Here's what a few TTRPG and related companies are owed by Diamond and/or Alliance according to the filings:

Wizards of the Coast: $914,602
Hasbro (separately): $1,064,378
Catalyst Game Labs (BattleTech, Shadowrun, Voltron): $401,483
Army Painter Ap5 (miniature paint manufacturer) $316,296
Publisher Services, Inc (board game and TTRPG distributor): $223,141

Also, NECA is owed $2,682,994. This is mostly from collectibles, but NECA also owns WizKids and Alliance handled distribution for HeroClix and their various D&D/Pathfinder miniature lines.
It will be interesting to see where the debt lies in the corporate structure between Diamond and Alliance, and how a sale of Alliance will affect the above listed creditors. If/when Alliance is sold, who gets the money? Alliance creditors or is it spread out amongst all of Diamond's creditors?
 

What exactly does this mean? As in they were gatekeeping the tabletop RPG scene? Or is this a different meaning?
At least in the US, distributors act as de facto gatekeepers to getting your products on retail store shelves. You can certainly succeed these days with direct sales and crowdfunding models, but if you want access to any significant number of game stores you have to get one (and preferably more than one) of the major distributors to carry your stuff. That's never been a guaranteed thing, and the distributors my various FLGSs use have become increasingly risk-averse as their own financial position has become weaker. They simply won't stock as widely or as deeply as they once did, and dealing with really small publishers isn't very appealing at all to most of them at this point. Even when you do get them to stock a line, they're often sluggish about restocking as things sell out in their warehouse, and sometimes won't do so at all - which inevitably leads to stores acting the same way, treating many games as something to carry for a handful of order cycles at most and then just forget about in favor of newer product.

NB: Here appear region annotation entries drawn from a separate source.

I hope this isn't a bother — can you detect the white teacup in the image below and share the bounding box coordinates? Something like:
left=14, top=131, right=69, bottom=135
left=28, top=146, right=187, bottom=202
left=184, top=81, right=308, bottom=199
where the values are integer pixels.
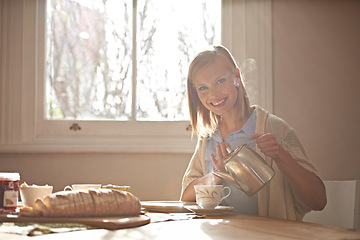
left=64, top=184, right=101, bottom=191
left=194, top=185, right=231, bottom=209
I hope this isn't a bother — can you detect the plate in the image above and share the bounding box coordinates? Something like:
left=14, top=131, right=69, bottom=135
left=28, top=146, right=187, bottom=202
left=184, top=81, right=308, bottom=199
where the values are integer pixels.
left=185, top=205, right=234, bottom=215
left=141, top=201, right=194, bottom=213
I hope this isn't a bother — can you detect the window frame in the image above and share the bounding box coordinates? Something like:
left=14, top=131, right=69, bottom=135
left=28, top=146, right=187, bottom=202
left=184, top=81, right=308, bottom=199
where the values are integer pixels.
left=0, top=0, right=272, bottom=153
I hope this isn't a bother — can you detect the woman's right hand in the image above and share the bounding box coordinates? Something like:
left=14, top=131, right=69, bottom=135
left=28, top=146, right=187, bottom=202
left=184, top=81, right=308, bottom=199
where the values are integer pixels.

The trend started well before COVID but became much more noticeable afterward. There are viable alternatives for smaller companies now - direct sales online, crowdfunding, even Patreon and the like - but they still lack the ability to put physical product on store shelves where people can pick it up and look at in person. Even in 2025 that's a style of shopping many people prefer, and that isn't going to change any time soon.